An IP address is a number that is unique to each device that is using the Internet. IP stands for Internet Protocol. Similar to how a street address helps you find a building, an IP address helps computers find each other online.

Open Rate

This is the percentage of recipients that opened your email. When someone clicks on an email, an image pixel embedded in the email loads and its counted as an open.
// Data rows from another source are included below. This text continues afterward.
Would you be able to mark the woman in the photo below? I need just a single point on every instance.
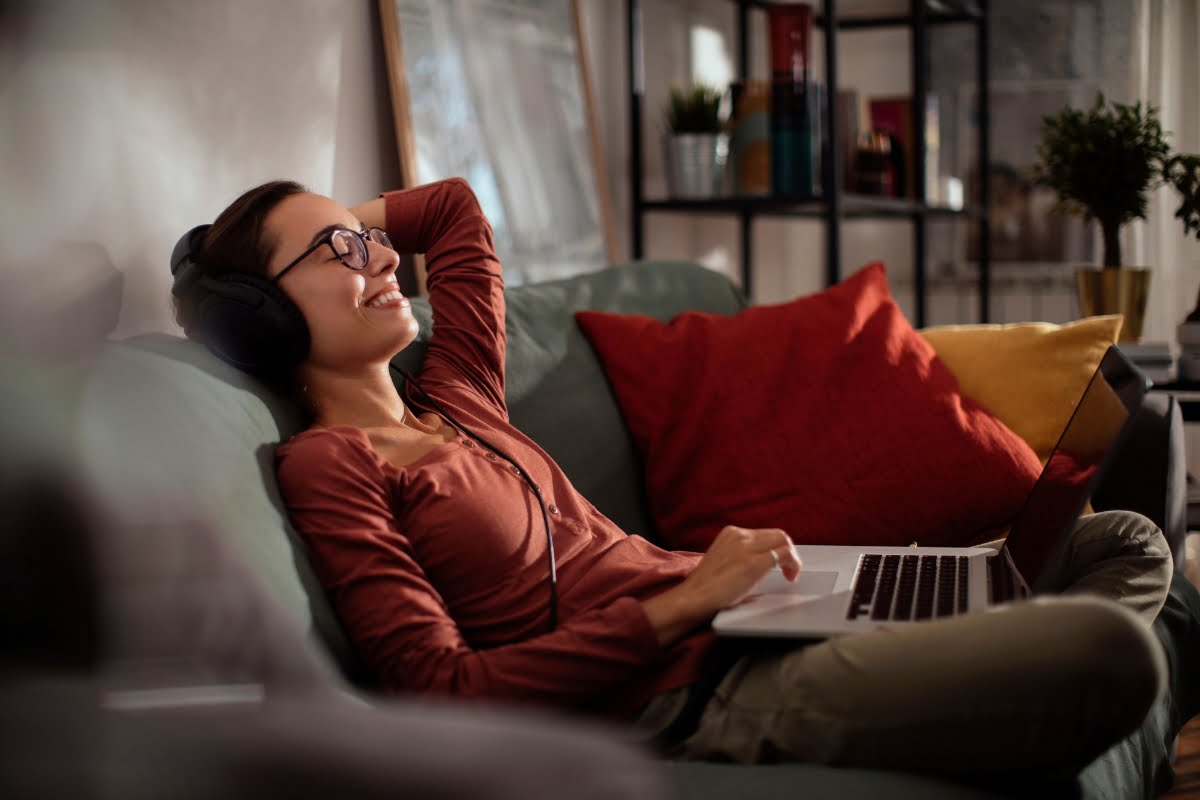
(462, 561)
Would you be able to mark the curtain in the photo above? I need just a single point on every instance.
(1167, 73)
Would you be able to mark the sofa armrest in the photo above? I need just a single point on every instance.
(1149, 473)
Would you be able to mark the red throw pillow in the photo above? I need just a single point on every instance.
(827, 416)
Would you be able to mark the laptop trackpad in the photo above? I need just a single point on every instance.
(810, 582)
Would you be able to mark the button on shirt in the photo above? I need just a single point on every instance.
(438, 569)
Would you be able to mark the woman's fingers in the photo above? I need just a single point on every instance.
(786, 560)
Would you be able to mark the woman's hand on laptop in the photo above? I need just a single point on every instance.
(735, 563)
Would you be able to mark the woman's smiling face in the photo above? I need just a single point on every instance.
(354, 317)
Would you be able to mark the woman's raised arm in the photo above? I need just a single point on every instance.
(371, 214)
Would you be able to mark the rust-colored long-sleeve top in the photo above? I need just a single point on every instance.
(438, 569)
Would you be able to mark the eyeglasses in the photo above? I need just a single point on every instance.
(349, 247)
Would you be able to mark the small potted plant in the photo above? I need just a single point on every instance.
(1102, 162)
(696, 143)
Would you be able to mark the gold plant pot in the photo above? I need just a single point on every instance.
(1115, 290)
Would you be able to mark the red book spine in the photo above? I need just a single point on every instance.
(791, 41)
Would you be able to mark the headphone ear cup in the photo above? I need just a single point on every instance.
(249, 322)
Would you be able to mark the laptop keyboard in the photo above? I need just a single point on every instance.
(909, 587)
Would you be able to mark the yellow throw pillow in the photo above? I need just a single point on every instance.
(1029, 374)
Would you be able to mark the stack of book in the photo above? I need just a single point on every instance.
(1153, 359)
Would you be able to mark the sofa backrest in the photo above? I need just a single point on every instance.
(173, 434)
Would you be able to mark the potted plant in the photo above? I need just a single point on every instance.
(1102, 162)
(696, 144)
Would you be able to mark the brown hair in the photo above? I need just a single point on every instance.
(237, 241)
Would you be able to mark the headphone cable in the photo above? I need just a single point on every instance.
(521, 471)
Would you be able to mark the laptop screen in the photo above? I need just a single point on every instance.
(1039, 533)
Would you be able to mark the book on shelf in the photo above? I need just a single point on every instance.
(894, 118)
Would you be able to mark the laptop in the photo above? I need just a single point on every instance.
(846, 589)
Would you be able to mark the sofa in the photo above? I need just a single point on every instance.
(174, 443)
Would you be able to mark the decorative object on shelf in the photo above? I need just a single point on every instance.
(849, 124)
(1102, 162)
(750, 137)
(696, 144)
(873, 164)
(499, 92)
(795, 102)
(892, 116)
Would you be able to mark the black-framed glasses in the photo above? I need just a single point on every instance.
(349, 247)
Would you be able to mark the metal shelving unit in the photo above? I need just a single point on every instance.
(833, 204)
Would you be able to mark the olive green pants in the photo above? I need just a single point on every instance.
(1037, 686)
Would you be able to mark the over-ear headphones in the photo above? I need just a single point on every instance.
(244, 319)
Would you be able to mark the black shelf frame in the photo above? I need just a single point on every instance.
(834, 205)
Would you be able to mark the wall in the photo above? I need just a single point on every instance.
(125, 122)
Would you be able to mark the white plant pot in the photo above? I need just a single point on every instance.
(696, 164)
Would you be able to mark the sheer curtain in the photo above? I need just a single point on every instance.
(1168, 74)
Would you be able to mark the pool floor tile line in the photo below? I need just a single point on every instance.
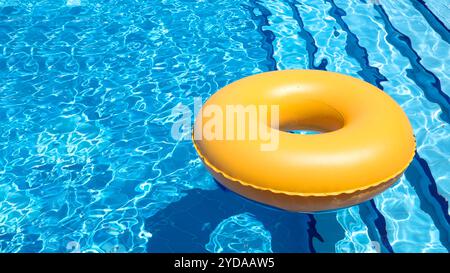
(268, 37)
(424, 78)
(432, 19)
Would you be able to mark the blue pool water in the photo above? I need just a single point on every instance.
(87, 88)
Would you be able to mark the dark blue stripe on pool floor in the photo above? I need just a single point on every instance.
(355, 50)
(374, 220)
(311, 47)
(432, 19)
(268, 36)
(403, 42)
(431, 202)
(424, 78)
(373, 76)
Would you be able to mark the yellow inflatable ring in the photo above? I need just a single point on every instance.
(365, 145)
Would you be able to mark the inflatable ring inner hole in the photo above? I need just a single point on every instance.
(310, 117)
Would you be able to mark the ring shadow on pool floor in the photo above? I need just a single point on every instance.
(185, 226)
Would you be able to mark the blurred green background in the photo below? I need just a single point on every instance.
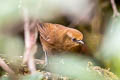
(92, 17)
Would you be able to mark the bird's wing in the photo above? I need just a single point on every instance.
(47, 32)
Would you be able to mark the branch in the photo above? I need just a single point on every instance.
(30, 35)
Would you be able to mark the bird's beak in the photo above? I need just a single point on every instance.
(80, 41)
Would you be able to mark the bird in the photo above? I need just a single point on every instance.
(56, 38)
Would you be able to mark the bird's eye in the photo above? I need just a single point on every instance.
(73, 39)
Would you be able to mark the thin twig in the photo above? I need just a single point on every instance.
(30, 33)
(5, 67)
(115, 10)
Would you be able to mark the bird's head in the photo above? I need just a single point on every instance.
(75, 36)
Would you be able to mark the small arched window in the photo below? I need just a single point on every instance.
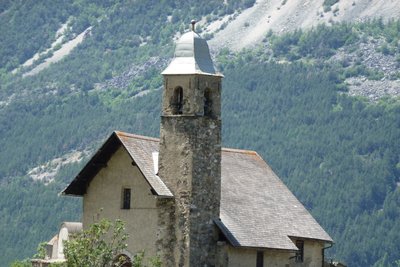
(177, 101)
(122, 260)
(207, 103)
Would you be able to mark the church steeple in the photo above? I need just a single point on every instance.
(190, 155)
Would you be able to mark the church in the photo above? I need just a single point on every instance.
(185, 198)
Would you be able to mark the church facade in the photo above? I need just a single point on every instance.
(185, 198)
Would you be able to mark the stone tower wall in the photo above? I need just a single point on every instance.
(190, 165)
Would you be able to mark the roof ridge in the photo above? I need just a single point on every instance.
(242, 151)
(125, 134)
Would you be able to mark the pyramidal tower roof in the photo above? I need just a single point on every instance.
(192, 56)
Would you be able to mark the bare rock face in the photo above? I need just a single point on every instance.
(250, 26)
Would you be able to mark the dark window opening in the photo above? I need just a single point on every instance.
(300, 253)
(122, 260)
(126, 198)
(177, 102)
(207, 103)
(260, 259)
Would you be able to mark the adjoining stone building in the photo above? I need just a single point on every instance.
(185, 198)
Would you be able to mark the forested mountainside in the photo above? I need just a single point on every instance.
(320, 105)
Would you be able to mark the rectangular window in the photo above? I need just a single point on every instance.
(300, 253)
(260, 259)
(126, 198)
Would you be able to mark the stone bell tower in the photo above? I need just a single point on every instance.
(190, 155)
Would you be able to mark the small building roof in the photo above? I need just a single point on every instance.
(192, 56)
(257, 209)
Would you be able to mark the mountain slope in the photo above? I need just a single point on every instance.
(250, 26)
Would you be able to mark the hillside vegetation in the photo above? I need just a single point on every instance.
(288, 99)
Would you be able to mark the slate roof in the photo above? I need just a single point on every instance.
(257, 209)
(192, 56)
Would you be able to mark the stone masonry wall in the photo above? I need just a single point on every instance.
(190, 165)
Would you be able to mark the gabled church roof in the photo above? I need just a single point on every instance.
(257, 209)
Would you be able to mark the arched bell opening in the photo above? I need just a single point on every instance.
(177, 101)
(208, 103)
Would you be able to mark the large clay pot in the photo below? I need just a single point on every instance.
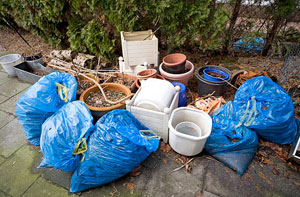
(146, 74)
(83, 79)
(175, 63)
(182, 78)
(97, 112)
(138, 81)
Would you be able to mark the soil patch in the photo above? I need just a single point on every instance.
(97, 99)
(83, 85)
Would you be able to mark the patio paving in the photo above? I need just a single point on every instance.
(20, 176)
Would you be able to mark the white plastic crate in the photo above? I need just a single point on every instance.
(137, 48)
(154, 120)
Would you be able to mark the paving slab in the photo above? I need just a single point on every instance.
(62, 179)
(12, 138)
(41, 187)
(2, 194)
(3, 77)
(164, 182)
(12, 87)
(19, 171)
(3, 98)
(9, 106)
(5, 118)
(208, 194)
(2, 159)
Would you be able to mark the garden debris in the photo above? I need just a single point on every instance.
(166, 148)
(241, 78)
(208, 105)
(265, 178)
(136, 171)
(187, 166)
(40, 72)
(124, 81)
(97, 99)
(83, 85)
(130, 186)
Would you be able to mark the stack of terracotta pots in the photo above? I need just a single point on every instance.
(176, 68)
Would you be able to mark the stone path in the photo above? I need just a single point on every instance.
(20, 176)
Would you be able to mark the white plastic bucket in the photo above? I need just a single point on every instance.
(9, 61)
(188, 128)
(185, 144)
(155, 94)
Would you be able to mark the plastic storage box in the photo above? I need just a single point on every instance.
(184, 143)
(137, 48)
(154, 120)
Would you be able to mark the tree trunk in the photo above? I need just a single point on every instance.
(271, 35)
(229, 32)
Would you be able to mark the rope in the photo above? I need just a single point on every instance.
(62, 90)
(154, 136)
(95, 82)
(80, 148)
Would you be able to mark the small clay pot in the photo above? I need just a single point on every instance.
(174, 63)
(182, 78)
(97, 112)
(138, 81)
(145, 74)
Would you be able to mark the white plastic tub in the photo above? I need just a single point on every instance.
(156, 94)
(9, 61)
(185, 144)
(154, 120)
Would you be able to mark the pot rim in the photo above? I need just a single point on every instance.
(198, 76)
(99, 109)
(18, 55)
(178, 76)
(177, 63)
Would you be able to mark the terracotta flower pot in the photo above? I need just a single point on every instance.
(175, 63)
(81, 78)
(97, 112)
(182, 78)
(145, 74)
(138, 82)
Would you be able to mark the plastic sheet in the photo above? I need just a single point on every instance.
(252, 46)
(235, 148)
(262, 106)
(62, 132)
(43, 99)
(265, 107)
(115, 148)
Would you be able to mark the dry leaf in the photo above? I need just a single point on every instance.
(265, 178)
(275, 171)
(165, 147)
(130, 186)
(297, 184)
(136, 171)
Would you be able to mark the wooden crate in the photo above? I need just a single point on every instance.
(137, 50)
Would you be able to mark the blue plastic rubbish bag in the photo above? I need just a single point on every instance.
(115, 148)
(249, 45)
(43, 99)
(234, 147)
(263, 106)
(64, 134)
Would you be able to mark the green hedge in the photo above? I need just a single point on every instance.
(94, 25)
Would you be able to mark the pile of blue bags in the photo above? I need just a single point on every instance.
(43, 99)
(249, 45)
(260, 107)
(63, 127)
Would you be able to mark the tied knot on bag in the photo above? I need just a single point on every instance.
(250, 113)
(146, 136)
(62, 92)
(80, 148)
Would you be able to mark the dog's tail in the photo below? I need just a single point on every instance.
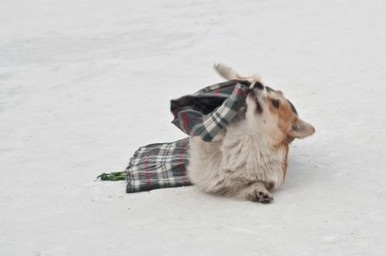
(229, 74)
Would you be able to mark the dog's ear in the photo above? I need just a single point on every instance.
(301, 129)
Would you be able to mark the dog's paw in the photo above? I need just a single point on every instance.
(258, 193)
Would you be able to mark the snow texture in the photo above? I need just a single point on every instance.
(84, 83)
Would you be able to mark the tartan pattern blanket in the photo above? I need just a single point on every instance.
(204, 113)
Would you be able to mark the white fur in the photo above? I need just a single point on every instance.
(242, 156)
(249, 158)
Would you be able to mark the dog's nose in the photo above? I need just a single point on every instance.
(258, 85)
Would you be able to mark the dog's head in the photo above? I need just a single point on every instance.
(270, 113)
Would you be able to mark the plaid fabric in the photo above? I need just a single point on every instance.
(209, 110)
(158, 165)
(202, 114)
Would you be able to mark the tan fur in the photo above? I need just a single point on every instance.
(249, 158)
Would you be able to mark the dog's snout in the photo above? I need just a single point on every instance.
(258, 85)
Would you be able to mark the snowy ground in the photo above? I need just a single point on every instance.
(83, 83)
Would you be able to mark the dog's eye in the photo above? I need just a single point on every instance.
(276, 103)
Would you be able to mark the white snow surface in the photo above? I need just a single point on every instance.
(84, 83)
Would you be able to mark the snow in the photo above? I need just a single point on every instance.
(84, 83)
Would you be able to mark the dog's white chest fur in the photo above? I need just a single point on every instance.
(234, 160)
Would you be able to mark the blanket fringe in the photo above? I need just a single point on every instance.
(112, 176)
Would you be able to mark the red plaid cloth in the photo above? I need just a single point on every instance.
(203, 114)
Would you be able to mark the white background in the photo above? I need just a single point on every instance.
(84, 83)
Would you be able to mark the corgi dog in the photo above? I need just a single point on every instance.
(248, 159)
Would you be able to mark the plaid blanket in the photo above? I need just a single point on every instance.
(204, 113)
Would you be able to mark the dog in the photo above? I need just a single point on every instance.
(248, 159)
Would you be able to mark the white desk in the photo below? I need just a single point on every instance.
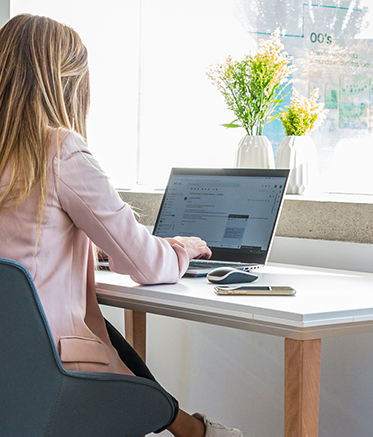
(327, 303)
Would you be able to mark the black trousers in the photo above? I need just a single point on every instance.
(133, 361)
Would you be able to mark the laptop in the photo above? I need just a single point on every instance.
(235, 211)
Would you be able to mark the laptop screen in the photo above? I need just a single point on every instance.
(234, 210)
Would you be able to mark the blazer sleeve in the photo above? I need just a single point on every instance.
(94, 206)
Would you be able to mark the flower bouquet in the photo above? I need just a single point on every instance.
(254, 87)
(297, 151)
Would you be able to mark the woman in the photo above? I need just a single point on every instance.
(55, 201)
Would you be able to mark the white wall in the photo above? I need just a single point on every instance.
(237, 376)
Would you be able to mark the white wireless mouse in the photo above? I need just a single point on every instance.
(230, 275)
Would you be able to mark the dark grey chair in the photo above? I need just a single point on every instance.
(39, 398)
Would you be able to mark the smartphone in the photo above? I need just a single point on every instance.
(254, 290)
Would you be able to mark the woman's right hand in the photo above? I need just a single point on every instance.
(195, 247)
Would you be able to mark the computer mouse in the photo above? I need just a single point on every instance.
(230, 275)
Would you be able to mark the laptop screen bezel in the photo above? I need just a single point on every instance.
(228, 254)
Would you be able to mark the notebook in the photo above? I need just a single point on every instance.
(235, 211)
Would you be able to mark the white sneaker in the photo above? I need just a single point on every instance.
(215, 429)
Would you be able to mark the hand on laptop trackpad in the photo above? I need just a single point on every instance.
(229, 275)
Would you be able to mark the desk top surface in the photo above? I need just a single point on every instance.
(327, 303)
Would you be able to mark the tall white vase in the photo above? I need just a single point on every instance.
(255, 151)
(298, 153)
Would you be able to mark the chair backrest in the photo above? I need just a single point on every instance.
(29, 363)
(39, 398)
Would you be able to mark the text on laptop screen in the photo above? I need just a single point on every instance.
(226, 211)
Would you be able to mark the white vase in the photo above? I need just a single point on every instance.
(255, 151)
(298, 153)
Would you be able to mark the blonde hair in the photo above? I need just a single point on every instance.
(44, 81)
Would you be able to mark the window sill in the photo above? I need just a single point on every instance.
(333, 217)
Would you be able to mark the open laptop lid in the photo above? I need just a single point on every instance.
(235, 211)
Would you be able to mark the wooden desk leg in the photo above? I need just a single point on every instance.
(135, 330)
(302, 387)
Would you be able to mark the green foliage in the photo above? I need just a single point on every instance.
(254, 87)
(303, 115)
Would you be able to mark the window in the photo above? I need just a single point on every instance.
(153, 107)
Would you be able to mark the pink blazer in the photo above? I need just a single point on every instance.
(82, 206)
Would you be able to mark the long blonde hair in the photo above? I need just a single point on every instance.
(44, 81)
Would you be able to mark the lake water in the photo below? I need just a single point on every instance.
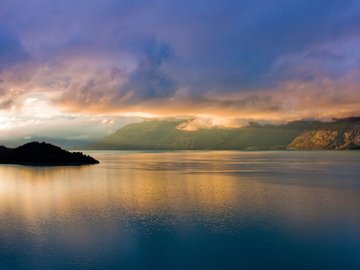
(184, 210)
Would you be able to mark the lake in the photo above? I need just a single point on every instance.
(184, 210)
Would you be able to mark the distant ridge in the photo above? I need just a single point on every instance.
(339, 134)
(43, 154)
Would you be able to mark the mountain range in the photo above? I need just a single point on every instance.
(298, 135)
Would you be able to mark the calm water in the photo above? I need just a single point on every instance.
(184, 210)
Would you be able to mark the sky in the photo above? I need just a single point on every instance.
(81, 69)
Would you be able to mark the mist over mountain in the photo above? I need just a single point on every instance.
(169, 134)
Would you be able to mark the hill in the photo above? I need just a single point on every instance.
(165, 135)
(296, 135)
(42, 154)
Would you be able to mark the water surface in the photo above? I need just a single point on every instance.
(184, 210)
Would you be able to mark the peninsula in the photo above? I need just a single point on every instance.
(43, 154)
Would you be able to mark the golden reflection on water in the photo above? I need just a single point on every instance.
(136, 184)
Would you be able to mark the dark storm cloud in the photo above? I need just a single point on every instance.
(11, 50)
(148, 81)
(129, 52)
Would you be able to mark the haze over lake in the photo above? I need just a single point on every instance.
(184, 210)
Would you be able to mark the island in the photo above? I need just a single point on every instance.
(43, 154)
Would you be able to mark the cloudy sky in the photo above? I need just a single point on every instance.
(79, 69)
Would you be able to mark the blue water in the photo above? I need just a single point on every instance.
(184, 210)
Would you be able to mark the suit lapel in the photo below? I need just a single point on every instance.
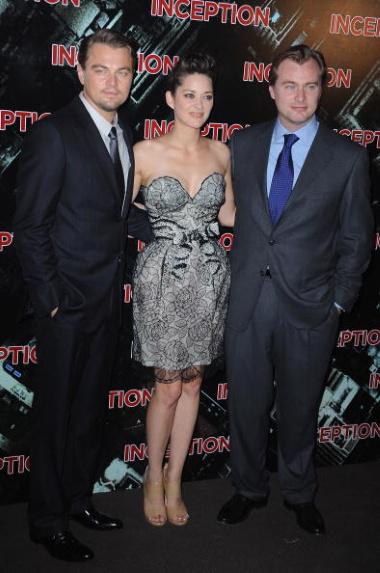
(129, 183)
(259, 162)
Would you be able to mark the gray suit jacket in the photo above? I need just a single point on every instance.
(320, 247)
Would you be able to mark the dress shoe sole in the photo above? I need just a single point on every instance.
(95, 527)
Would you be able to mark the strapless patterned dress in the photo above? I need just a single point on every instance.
(181, 280)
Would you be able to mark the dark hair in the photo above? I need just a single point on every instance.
(109, 38)
(196, 63)
(298, 54)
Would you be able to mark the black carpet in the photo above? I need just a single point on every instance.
(268, 542)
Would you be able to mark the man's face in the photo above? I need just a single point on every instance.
(106, 78)
(296, 92)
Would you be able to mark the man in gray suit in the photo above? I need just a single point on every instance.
(302, 243)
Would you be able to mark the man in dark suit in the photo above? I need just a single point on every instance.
(302, 242)
(73, 199)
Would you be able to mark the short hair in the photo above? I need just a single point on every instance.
(109, 38)
(195, 63)
(299, 54)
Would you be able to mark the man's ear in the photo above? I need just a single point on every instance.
(80, 72)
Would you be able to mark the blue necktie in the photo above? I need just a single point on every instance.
(282, 182)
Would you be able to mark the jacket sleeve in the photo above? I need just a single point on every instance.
(40, 180)
(138, 224)
(355, 235)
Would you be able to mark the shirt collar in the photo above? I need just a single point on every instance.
(306, 133)
(101, 123)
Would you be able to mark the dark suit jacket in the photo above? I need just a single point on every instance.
(71, 223)
(321, 245)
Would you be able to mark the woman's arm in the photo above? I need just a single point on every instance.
(226, 215)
Sender Policy Framework (SPF)

SPF was created to protect against sender address forgery. That's where spammers pretend to send emails as if they were you. An SPF record in your DNS settings gives email providers something to check to confirm that emails are actually sent by you.

Sender Score/Reputation

This is your rating as an email sender. Return Path's sender score tool is a free rating tool that rates your outgoing mail server IP on a scale of 0-100. It's used by mail servers and allows them to quickly sort email IPs and decide how to handle your email. A score of +90 is considered a good sender score.

Single Opt-In

With a single opt-in, when a user fills out a form requesting email on your website, and they are immediately added to your list. That is a single opt-in. (See Double Opt-In)

Soft Bounce

A soft bounce means that your email temporarily failed to reach its destination. Your email will be resent periodically for 72 hours until it is either delivered, or it becomes a permanent fail. Recipients that return soft bounces are still eligible for future email delivery.

Spam Complaints

Spam complaints are the contacts that are marked your email as spam. Email recipients that mark your email as spam are automatically unsubscribed from all of your emails. Be aware - “Marked as Spam” is not the same as email going into a bulk email or spam folder.

Spam Trap

A spam trap is a planted email address designed to catch spammers. For a time, email that hits a dead email address will hard bounce. When an email server sees continued traffic going to a dead address, they can turn that address into a spam trap, accept the email and then report the sender.

Whitelist 

This is the opposite of a blacklist. This designates your server as spam free. It's often used to mark whether the email from specific senders can be trusted. This can override some of the filterings that may exist from the ISP. Whitelisting is possible with some ISP's.  While this is not a guarantee to end up in the receiver's inbox, a sender might receive a delivery preference so long as they stay within the guidelines of the program.

Email Marketing Only Works If It Reaches An Inbox

These email marketing terms can help you to improve your email deliverability. Understanding them can help you to focus on areas that may impact your marketing efforts and institute improvements. It's especially important to understand the laws surrounding marketing emails like the CAN-SPAM act. We use email service providers like MailChimp and Drip.co to create email marketing campaigns and e-newsletters because of their stellar deliverability reputation.